The Journal of investigative dermatology
-
J. Invest. Dermatol. · Nov 1999
Herpes simplex virus associated erythema multiforme (HAEM) is mechanistically distinct from drug-induced erythema multiforme: interferon-gamma is expressed in HAEM lesions and tumor necrosis factor-alpha in drug-induced erythema multiforme lesions.

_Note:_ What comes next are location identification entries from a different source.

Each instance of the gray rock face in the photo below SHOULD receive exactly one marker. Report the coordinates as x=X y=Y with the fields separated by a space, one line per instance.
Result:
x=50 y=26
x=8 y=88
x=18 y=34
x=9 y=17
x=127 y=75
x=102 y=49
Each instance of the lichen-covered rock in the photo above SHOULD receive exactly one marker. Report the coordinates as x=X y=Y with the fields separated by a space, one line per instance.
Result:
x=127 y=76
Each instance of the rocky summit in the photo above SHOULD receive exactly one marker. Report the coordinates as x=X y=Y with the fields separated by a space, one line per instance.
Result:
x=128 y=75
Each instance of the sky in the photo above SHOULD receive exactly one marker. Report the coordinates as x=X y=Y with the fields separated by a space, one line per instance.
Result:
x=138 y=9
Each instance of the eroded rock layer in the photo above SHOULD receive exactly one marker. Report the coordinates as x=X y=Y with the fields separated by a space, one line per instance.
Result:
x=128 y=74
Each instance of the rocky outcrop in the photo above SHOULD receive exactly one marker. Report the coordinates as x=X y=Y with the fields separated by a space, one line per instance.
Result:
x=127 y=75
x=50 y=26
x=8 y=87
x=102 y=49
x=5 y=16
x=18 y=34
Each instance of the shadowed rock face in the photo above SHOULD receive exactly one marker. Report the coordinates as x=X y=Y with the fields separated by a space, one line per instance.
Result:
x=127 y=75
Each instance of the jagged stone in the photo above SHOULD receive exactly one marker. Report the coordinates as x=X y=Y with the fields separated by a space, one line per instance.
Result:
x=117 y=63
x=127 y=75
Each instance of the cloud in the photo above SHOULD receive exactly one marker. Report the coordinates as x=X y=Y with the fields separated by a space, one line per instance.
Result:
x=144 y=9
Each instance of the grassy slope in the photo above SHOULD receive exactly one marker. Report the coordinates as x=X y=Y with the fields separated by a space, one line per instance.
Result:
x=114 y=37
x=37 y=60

Erythema multiforme follows administration of several drugs or infection with various agents, including herpes simplex virus, a syndrome designated herpes simplex virus associated erythema multiforme. Lesional skin from 21 of 26 (81%) herpes simplex virus associated erythema multiforme patients was positive for herpes simplex virus gene expression as evidenced by reverse transcriptase-polymerase chain reaction with primers for DNA polymerase and/or immunohistochemistry with DNA polymerase antibody. Reverse transcriptase-polymerase chain reaction and immunohistochemistry studies indicated that herpes simplex virus associated erythema multiforme lesional skin from 16 of 21 (76%) DNA polymerase positive herpes simplex virus associated erythema multiforme patients was also positive for interferon-gamma, a product of T cells involved in delayed-type hypersensitivity (p < 0. 0001 by Pearson correlation coefficient). ⋯ Staining was also seen in keratinocytes from herpes simplex virus lesions [five of five (100%)], but not in normal skin. By contrast, staining with antibody to tumor necrosis factor-alpha, another pro-inflammatory cytokine, was seen in seven of 11 (64%) drug-induced erythema multiforme patients, but not in herpes simplex virus or herpes simplex virus associated erythema multiforme patients, and lesional keratinocytes from drug-induced erythema multiforme patients were negative for transforming growth factor-beta and cyclin-dependent kinase inhibitor waf. We interpret the data to indicate that herpes simplex virus associated erythema multiforme pathology includes a delayed-type hypersensitivity component and is mechanistically distinct from drug-induced erythema multiforme.